Wissenswertes zur bengalischen Sprache
Bengalisch
wird von rund 215 Millionen Menschen als Muttersprache gesprochen und
rangiert damit auf der Liste der Weltsprachen auf Platz sieben.
Über
140 Millionen dieser Muttersprachler leben in Bangladesch, einem
Staat in Südasien. Dort ist Bengalisch auch die offizielle
Amtssprache.
Doch
auch in Indien wird Bengalisch von über 75 Million Menschen
gesprochen, hier ist sie eine von 22 offiziell anerkannten
Amtssprachen und wird vor allem in den indischen Provinzen
Westbengalen und Tripura gesprochen.
Andere
Regionen, in denen sich die Menschen auf Bengalisch unterhalten sind
Malaysia, Nepal, Saudi-Arabien, Singapur, Großbritannien und
die USA.
Dialekte des Bengalischen
Eine einheitliche bengalische Sprache
entwickelte sich erst Mitte des 18. Jahrhunderts, wobei sich auch
nach der Einführung einer standardisierten Amtssprache Dialekte
des Bengalischen weiter festigten und auch bis heute Bestand haben.

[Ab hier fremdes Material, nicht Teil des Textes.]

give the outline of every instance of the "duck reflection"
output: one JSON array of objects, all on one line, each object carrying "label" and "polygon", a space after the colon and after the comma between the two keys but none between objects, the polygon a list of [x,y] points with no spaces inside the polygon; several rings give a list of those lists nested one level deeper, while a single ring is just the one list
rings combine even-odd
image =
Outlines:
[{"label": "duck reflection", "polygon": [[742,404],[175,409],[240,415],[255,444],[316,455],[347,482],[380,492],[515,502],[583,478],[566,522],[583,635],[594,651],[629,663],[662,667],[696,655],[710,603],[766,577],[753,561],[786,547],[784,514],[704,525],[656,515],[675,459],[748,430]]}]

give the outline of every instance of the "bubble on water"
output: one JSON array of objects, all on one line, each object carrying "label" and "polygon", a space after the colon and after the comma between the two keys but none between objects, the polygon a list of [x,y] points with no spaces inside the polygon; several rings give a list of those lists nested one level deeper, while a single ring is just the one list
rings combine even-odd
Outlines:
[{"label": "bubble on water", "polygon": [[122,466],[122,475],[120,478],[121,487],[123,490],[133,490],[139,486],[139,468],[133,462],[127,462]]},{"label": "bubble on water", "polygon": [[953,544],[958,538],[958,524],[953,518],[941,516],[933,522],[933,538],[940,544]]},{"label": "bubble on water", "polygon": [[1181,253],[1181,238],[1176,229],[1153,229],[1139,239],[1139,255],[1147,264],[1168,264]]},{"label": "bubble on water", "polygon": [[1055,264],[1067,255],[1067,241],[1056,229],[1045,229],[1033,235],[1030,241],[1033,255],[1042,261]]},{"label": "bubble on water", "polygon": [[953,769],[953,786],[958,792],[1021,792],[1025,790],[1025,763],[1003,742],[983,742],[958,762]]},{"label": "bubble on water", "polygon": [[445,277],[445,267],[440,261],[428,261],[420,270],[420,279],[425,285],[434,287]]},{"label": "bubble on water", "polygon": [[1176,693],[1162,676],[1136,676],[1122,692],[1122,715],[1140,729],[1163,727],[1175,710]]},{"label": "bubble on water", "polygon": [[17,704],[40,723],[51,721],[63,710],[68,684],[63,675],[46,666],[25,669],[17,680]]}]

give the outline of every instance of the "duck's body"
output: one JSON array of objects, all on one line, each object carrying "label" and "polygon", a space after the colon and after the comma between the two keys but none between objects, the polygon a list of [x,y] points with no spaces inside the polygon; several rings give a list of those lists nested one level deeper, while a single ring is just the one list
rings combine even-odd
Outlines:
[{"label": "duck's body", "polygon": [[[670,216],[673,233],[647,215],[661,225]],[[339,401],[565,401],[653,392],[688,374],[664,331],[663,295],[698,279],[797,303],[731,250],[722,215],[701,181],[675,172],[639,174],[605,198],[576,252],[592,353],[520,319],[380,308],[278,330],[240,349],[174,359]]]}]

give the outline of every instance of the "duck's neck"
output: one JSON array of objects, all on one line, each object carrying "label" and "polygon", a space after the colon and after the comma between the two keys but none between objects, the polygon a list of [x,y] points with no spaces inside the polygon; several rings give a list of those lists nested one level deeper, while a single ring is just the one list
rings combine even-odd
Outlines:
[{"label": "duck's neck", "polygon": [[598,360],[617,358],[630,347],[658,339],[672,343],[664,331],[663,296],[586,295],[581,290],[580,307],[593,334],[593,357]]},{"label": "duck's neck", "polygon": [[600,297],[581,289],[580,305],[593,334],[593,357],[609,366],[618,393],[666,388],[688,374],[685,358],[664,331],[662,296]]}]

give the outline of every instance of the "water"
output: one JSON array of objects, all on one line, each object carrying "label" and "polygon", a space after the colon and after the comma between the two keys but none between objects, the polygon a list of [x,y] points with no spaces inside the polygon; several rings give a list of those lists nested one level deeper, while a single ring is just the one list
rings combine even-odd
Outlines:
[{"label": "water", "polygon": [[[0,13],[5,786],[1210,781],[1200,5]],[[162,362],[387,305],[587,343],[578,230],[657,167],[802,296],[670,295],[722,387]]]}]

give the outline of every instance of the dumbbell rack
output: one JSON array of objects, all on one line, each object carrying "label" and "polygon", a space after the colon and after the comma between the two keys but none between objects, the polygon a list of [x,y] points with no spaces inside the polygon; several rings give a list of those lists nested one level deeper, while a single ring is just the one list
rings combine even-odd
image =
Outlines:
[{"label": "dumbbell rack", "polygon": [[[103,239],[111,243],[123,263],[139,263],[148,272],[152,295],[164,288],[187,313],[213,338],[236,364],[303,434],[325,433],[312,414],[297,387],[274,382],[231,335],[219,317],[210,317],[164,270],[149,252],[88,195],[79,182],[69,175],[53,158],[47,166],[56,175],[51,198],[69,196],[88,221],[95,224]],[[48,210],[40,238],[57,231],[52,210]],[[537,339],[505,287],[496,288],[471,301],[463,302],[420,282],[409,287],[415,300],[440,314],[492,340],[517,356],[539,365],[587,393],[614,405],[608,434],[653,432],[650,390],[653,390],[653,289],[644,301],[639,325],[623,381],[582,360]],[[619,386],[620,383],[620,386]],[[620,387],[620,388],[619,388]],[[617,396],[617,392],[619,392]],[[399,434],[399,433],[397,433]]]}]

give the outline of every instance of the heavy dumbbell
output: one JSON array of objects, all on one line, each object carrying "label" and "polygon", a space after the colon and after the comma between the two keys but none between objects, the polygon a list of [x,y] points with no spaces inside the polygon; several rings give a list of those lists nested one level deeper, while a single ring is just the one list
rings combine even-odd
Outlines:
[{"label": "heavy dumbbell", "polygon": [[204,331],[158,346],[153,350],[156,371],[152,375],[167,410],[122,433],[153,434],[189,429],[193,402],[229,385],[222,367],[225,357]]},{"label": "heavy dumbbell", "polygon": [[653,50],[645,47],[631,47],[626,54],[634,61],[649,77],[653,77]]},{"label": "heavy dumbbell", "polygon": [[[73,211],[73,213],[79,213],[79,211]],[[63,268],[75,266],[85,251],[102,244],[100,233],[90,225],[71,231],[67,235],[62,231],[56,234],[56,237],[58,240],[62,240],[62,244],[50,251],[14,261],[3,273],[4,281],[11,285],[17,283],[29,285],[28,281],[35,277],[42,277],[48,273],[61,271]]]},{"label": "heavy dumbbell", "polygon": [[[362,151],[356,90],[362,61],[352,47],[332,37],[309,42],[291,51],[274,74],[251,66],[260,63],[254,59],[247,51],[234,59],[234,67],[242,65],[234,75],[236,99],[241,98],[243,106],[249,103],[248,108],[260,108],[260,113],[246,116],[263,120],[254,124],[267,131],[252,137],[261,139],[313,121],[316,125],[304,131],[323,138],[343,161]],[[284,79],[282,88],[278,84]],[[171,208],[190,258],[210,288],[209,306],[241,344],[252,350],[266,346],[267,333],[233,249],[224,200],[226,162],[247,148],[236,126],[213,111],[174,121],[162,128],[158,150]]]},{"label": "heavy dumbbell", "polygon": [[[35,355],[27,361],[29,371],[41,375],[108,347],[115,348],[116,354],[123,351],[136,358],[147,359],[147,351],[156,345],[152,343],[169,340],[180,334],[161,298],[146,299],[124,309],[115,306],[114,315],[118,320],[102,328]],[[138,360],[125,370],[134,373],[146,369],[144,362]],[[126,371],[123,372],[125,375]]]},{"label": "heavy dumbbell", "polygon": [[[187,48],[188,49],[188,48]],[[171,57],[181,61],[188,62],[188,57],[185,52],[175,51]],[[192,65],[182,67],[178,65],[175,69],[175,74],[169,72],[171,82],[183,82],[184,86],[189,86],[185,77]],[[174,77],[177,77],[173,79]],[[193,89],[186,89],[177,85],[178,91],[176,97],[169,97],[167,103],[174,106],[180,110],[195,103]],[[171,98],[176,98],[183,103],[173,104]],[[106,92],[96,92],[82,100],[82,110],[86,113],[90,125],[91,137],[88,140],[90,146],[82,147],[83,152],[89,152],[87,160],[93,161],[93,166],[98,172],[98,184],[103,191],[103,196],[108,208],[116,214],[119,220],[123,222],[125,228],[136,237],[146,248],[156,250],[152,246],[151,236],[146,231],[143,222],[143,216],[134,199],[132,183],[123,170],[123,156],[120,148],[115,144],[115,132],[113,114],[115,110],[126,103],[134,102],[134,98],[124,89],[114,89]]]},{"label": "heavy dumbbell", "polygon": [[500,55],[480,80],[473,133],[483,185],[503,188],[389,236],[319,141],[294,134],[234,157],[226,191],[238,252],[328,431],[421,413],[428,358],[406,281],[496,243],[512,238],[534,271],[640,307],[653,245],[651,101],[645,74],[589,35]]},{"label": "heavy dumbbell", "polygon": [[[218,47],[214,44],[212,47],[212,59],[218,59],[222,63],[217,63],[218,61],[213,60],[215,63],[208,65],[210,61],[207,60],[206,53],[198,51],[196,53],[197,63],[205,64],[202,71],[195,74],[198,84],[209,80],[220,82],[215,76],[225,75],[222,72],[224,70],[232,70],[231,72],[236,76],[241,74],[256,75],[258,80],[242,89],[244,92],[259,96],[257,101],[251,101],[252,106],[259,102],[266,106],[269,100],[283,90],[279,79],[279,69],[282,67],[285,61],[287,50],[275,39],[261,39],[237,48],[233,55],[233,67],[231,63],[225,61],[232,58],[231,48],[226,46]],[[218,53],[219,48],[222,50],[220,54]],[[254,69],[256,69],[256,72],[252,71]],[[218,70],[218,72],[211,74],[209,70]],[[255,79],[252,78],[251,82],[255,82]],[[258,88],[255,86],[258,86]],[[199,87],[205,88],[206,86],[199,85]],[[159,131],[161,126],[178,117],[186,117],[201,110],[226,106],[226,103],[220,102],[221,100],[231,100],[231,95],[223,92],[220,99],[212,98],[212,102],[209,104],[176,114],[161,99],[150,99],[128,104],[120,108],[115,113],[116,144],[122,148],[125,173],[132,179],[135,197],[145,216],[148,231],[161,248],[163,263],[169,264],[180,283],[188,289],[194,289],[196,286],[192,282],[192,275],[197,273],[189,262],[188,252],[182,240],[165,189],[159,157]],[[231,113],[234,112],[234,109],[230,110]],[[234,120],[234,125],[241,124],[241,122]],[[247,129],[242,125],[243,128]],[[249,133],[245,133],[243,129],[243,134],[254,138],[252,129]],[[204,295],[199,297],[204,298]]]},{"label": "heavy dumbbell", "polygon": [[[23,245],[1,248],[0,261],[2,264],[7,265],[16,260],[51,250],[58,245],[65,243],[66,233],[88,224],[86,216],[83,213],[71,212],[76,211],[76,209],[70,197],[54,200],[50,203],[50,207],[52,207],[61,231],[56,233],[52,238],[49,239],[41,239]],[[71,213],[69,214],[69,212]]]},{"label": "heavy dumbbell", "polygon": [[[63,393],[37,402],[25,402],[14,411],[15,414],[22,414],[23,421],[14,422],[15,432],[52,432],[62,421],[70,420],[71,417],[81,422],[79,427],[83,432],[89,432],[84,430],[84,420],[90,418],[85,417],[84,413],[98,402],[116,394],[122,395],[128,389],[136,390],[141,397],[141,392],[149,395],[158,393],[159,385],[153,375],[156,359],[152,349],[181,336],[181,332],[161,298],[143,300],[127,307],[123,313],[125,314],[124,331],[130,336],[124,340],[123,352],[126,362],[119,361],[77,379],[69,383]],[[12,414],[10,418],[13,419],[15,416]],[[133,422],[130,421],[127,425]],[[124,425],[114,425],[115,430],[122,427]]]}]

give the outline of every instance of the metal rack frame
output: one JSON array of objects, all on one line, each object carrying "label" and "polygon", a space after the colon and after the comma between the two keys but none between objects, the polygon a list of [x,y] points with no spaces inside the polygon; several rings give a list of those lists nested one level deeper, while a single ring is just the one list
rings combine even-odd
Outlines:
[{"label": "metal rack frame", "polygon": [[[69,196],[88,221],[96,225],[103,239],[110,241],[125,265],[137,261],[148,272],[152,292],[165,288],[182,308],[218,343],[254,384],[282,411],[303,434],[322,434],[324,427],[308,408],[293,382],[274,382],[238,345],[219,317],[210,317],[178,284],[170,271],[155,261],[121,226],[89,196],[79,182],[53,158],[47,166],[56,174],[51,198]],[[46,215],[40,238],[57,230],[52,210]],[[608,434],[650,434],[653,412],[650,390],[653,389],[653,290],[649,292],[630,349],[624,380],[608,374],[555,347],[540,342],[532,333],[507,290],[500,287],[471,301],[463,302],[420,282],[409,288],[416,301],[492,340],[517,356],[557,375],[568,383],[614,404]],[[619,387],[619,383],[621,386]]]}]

Dialekte des Bengalischen sind beispielsweise Nadia, Choltibhascha
oder Bangal, gesprochen - wie Bengalisch selbst - in Bangladesch
sowie in Indien.
Tschittagong-Bengali, Tschakma und
Sylheti galten früher ebenfalls als Dialekte des Bengalischen,
haben sich aber bis heute zu eigenständigen Sprachen
weiterentwickelt.
Verwandte
Sprachen
Die
Sprachen, die mit Bengalisch am nächsten verwandt sind, sind
Assamesisch und Oriya. Beide werden überwiegend in den indischen
Bundesstaaten Assam und Orissa, aber auch in Bangladesch gesprochen.
Alle
drei Sprachen entwickelten sich Anfang des 14. Jahrhunderts aus dem
Magadhi, wobei erste Schriftsätze aus dem frühen
12. Jahrhundert entdeckt wurden.
Bengalisch - eine indoarische
Sprache
Bengalisch
gehört zur indoarischen Sprachfamilie, die eine Unterfamilie der
indoeuropäischen Sprachen bildet.
Damit
sind die Sprachen dieses Sprachraums - zumindest entfernt - mit dem
Deutschen verwandt.
Zu
den wichtigsten indoarischen Sprachen gehören unter anderem
Hindi, Urdu und Sanskrit, aber auch das im europäischen
Sprachraum gesprochene Romani gehört zu dieser Sprachfamilie.
Vorwiegend
allerdings sind die Sprecher dieses Sprachzweigs in Nepal,
Zentralindien, Sri Lanka oder Bangladesch angesiedelt.
Das
bengalische Alphabet
Bengalisch
wird in einer eigenen Schrift geschrieben, der sogenannten
Brahmi-Schrift. Sie ist ähnlich der Devanagari Schrift, in der
auch Hindi und Sanskrit niedergeschrieben werden.
Bereits
1000 nach Christus wurden die ersten Hinweise für die Entstehung
des Bengalischen festgehalten und zwar in Form einer Sammlung von
Liedern, genannt Charyapada.
Erste
Schriftstücke mit hauptsächlich religiösen Inhalten
wurden auf das frühe 14. Jahrhundert datiert.
Das
Alphabet besteht aus elf Vokalen und 36 Konsonanten, außerdem
gibt es zehn Vokalkurzzeichen, die in Verbindung mit dem
entsprechenden Vokal verwendet werden.